To understand the problems edge-based machine learning might solve, we need to define edge-based computing. In the last few years this concept has become a buzzword, like “Big Data”, but with different meanings for different people. For this discussion, the edge in “edge-computing” is used in a geographic sense. As opposed to cloud-based computing, where computing is done on a cloud server, edge-based computing happens at the source of the data.

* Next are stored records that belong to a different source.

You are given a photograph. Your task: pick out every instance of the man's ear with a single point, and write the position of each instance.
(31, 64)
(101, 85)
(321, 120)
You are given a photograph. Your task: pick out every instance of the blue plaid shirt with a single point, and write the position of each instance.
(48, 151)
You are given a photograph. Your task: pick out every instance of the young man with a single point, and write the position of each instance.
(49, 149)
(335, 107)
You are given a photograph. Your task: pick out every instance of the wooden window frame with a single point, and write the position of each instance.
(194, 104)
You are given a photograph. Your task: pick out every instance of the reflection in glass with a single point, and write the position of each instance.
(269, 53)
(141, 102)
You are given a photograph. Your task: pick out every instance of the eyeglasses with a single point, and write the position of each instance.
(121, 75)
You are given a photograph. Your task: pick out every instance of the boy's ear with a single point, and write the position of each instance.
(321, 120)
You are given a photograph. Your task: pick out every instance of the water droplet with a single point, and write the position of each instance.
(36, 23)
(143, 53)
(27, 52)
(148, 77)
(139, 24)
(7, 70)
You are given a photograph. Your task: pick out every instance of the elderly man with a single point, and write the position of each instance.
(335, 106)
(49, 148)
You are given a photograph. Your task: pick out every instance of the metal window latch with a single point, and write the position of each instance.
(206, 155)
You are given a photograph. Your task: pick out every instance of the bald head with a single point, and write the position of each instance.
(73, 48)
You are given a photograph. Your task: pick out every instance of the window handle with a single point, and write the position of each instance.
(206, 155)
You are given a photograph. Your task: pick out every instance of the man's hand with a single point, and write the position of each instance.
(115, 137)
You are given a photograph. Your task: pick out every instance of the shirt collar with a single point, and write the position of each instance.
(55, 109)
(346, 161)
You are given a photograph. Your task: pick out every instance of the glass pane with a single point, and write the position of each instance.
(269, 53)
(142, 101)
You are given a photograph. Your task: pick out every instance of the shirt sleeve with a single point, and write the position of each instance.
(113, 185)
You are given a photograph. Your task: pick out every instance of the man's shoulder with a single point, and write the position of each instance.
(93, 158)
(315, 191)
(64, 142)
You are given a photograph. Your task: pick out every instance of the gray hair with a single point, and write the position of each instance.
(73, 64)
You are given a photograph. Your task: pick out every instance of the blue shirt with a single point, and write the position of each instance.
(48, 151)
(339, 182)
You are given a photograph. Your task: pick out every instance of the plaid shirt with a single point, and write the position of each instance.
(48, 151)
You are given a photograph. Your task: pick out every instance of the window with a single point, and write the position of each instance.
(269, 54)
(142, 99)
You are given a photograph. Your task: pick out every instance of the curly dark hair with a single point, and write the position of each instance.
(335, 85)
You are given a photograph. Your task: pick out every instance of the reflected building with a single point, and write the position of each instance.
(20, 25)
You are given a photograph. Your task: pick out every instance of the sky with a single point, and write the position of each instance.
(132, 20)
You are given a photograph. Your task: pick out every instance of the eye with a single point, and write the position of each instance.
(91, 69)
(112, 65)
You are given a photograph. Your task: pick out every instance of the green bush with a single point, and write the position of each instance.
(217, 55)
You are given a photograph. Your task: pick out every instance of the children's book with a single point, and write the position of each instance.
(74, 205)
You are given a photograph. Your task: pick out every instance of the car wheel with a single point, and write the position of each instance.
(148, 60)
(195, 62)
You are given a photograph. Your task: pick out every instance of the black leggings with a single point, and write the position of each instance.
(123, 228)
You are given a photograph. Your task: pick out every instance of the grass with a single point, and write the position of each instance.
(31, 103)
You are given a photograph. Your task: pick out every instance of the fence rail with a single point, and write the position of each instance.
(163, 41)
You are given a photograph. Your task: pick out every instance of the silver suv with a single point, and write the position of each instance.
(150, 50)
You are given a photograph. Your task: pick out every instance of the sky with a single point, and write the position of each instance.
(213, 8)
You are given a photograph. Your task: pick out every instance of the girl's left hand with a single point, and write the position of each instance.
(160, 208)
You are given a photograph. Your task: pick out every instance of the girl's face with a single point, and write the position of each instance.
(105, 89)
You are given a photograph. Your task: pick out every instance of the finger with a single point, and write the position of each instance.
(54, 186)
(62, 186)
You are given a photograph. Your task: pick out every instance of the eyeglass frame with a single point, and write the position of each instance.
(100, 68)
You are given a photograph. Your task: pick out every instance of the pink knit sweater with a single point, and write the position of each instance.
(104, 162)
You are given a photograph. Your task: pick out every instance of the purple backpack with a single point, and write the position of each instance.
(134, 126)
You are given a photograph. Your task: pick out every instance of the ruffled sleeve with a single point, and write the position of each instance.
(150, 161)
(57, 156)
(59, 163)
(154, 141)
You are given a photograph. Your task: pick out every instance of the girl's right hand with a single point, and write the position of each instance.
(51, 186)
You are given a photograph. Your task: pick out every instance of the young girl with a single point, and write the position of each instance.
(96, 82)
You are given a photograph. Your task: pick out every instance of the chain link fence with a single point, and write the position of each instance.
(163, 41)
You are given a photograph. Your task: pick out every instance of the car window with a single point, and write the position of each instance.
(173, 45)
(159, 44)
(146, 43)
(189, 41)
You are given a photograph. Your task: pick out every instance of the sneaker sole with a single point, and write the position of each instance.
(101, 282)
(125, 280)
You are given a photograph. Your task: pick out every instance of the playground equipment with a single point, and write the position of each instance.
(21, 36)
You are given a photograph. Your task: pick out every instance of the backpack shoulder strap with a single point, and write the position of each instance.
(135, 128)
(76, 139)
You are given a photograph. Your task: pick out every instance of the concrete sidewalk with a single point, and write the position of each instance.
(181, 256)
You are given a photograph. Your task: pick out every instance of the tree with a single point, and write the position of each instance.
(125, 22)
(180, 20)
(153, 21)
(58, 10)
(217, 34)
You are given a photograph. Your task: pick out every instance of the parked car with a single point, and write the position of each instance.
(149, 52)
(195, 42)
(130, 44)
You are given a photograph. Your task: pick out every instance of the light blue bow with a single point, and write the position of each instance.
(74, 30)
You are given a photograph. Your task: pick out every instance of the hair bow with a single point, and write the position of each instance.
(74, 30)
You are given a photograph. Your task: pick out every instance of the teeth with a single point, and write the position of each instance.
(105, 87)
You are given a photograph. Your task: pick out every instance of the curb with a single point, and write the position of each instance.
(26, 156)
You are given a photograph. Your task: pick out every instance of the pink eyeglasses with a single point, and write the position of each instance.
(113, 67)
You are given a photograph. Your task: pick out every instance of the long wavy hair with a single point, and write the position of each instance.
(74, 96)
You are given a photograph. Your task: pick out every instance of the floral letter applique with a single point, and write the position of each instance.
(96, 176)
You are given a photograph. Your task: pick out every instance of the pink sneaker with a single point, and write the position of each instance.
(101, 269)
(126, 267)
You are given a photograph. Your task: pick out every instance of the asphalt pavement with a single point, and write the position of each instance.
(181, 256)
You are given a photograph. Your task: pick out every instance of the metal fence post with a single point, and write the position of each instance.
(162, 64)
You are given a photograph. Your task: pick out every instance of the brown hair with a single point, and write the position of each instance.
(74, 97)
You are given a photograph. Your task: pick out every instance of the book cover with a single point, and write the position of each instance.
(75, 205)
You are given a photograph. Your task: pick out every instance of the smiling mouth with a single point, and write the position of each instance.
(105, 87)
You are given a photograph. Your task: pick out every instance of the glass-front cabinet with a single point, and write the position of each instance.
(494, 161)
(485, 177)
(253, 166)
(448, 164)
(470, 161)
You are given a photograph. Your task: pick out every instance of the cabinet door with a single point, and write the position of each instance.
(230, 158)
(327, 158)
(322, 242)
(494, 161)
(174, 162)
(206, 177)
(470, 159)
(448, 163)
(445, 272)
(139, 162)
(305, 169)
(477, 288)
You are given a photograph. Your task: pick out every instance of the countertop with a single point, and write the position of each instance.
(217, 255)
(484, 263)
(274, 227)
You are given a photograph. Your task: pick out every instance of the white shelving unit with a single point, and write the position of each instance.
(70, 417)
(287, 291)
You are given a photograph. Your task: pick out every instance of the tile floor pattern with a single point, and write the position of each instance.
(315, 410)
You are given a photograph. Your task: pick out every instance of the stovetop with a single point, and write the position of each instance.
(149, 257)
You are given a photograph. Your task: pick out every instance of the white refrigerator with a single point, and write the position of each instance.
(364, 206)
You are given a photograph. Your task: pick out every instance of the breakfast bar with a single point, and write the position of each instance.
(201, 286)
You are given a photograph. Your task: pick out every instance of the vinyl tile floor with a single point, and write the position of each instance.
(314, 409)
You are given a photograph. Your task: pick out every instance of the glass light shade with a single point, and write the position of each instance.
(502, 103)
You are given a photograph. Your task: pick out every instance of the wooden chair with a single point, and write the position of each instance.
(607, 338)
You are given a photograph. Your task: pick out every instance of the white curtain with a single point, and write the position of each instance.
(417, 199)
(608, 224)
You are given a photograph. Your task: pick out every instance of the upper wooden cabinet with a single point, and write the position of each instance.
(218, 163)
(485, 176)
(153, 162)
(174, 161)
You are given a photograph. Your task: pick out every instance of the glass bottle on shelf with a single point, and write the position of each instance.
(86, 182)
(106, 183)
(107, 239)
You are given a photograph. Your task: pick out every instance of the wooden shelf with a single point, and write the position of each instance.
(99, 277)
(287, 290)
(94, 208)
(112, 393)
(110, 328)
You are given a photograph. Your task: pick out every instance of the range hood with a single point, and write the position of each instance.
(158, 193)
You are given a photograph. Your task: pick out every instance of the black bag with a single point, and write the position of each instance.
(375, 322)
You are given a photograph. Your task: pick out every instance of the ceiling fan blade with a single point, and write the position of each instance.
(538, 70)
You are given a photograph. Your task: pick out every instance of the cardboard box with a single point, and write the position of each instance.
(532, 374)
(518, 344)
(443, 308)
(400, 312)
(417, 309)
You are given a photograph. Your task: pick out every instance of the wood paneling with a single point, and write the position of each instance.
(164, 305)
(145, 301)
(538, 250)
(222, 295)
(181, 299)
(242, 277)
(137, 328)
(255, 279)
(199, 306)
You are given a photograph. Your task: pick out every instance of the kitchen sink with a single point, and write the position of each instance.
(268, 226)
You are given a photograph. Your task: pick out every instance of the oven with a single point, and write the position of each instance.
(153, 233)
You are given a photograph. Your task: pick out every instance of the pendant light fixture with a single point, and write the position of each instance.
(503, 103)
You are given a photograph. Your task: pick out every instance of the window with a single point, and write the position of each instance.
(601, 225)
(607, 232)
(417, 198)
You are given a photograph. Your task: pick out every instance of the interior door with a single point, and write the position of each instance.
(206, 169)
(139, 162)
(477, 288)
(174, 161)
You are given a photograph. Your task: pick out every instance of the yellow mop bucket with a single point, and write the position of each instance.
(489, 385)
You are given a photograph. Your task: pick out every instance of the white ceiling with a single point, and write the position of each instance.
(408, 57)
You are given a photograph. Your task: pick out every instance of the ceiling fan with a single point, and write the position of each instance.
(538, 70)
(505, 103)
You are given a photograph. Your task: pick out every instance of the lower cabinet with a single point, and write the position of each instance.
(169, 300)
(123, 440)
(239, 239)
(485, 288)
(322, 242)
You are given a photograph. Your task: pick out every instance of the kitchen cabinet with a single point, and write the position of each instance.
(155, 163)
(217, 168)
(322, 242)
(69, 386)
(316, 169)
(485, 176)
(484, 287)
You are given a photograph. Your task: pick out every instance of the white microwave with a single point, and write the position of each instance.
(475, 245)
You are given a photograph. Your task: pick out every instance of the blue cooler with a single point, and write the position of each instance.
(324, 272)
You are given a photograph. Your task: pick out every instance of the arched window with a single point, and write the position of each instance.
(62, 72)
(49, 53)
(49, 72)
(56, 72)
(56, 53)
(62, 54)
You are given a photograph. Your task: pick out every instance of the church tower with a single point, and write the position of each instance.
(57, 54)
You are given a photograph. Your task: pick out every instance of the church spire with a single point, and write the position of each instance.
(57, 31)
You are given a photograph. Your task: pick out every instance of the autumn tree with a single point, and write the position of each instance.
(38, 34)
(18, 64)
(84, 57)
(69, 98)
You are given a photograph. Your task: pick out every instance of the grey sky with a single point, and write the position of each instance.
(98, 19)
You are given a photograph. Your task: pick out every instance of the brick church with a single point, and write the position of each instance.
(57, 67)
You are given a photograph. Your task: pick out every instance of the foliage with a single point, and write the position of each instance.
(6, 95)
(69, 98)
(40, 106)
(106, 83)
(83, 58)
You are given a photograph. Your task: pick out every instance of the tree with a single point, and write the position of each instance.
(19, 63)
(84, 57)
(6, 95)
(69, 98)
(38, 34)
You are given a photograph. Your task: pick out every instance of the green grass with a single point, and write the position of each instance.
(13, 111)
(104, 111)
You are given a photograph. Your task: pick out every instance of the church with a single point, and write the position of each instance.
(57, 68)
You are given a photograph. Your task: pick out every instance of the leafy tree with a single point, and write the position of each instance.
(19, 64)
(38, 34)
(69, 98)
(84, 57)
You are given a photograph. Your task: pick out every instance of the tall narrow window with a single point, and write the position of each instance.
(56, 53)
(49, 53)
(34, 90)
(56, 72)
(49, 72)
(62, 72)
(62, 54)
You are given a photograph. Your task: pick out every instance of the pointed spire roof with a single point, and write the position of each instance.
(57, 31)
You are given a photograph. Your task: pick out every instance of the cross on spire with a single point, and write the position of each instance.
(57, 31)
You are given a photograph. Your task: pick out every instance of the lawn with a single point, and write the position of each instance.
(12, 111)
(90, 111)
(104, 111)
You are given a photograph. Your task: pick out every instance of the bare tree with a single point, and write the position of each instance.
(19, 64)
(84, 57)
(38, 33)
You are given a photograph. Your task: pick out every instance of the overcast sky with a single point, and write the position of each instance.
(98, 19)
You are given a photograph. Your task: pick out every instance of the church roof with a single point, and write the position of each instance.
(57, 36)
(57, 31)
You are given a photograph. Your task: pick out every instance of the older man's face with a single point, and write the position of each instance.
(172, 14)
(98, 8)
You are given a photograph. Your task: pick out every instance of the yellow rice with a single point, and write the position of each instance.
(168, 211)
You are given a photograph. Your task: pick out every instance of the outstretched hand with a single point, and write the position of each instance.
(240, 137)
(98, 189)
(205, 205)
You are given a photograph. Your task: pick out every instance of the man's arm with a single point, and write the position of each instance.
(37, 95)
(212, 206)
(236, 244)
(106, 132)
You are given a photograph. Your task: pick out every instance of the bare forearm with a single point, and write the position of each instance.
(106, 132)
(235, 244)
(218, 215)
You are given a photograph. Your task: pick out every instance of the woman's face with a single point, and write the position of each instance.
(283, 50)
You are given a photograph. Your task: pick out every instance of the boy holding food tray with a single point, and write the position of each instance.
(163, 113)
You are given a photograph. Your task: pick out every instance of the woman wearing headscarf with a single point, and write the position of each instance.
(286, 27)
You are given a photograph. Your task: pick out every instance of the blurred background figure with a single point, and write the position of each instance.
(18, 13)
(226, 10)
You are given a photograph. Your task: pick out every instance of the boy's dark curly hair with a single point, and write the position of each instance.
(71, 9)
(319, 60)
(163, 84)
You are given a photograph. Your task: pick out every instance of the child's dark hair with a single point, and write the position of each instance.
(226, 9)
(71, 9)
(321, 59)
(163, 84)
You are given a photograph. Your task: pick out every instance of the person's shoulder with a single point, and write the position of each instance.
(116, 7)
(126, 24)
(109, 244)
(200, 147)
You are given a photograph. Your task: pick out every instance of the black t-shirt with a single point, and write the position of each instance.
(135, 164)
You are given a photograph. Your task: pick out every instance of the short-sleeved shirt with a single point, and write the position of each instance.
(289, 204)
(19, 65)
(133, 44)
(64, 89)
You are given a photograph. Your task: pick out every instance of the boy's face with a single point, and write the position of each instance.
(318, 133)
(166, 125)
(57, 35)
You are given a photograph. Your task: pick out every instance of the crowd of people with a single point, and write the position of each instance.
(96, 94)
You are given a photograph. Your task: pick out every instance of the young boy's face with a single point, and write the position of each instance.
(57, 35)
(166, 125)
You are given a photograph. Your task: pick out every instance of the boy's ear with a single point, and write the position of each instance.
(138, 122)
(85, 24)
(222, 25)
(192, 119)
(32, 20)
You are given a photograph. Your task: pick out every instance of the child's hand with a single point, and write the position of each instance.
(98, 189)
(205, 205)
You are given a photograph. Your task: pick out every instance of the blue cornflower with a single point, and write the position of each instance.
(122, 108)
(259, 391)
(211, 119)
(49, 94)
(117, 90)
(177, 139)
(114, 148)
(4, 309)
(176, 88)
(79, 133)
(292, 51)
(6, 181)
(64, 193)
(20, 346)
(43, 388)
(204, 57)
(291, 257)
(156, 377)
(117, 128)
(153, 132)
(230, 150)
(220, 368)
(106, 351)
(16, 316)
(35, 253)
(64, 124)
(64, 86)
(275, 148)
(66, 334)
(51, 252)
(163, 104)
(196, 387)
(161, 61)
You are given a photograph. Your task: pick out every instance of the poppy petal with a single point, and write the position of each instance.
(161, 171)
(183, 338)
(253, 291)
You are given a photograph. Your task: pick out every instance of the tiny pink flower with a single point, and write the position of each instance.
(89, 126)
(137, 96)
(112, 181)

So, why then would someone want to move machine learning functions from cloud servers to edge devices? One of the big reasons is time. Let’s say you have an image that you took on a local device, like a cell phone, and you want to perform an inference on that image. If the machine learning model is hosted on a cloud server, that image needs to be transmitted from your phone, to the cloud server, with the inference result returning to your phone. That’s a very simplified pipeline, omitting numerous steps for image conversion to different formats for it to make that journey. When the inference takes place on your local device, you lose that latency. So long as the device has the computational power, the inference is returned much faster.
A clear extension of the latency issue is what if you need to make a machine learning inference and you don’t have connection to the cloud at all? In those cases, you need the machine learning framework to be local. Consider the Resource Extraction industries (mining, oil & gas, etc.). These industries often operate in areas where connectivity is not guaranteed. If the machine learning framework is included with the edge-devices in these locations, such as instrument sensors, then the machines can still use machine learning inferences in their work.
Resources
Thank you to the following resources for help and input on this question.
- What is edge computing?
- Why Machine Learning on The Edge?
- [](https://towardsdatascience.com/edge-ai-cc478f9fbb5a) Why and how to run machine learning algorithms on edge devices
What are the machine learning frameworks most widely used with edge inference?
Three of the biggest players in developing edge machine learning systems are Google, Facebook, and Apple.
Apple
For Apple, Core ML 3 is their primary machine learning framework. They also have ARKit 3 for augmented reality tasks.
For Google, Tensorflow is the base of their machine learning framework. But the TensorFlow environment has grown to include TensorFlow Lite. TensorFlow Lite provides a stripped down framework better suited for mobile machine learning tasks. In addition, Google has the Edge TPU chip, an edge-computing variant of the Cloud TPU chip.
For Facebook, Pytorch is the base of their machine learning framework. The recent release of Pytorch 1.3 included experimental support for mobile features.
Resources
Thank you to the following resources for help and input on this question.
Interactive Lab
Post a screenshot of a lab where you had difficulty with a concept or learned something.
This week the training was Analyze Iot Data with AWS IoT Analytics from Vocareum Academy Data Analytics. This training interacted with Amazon Web Services Internet of Things services. Setting up a pipeline was a little more complex than I expected, but once it was set up, it was really easy to extract information with some basic SQL calls.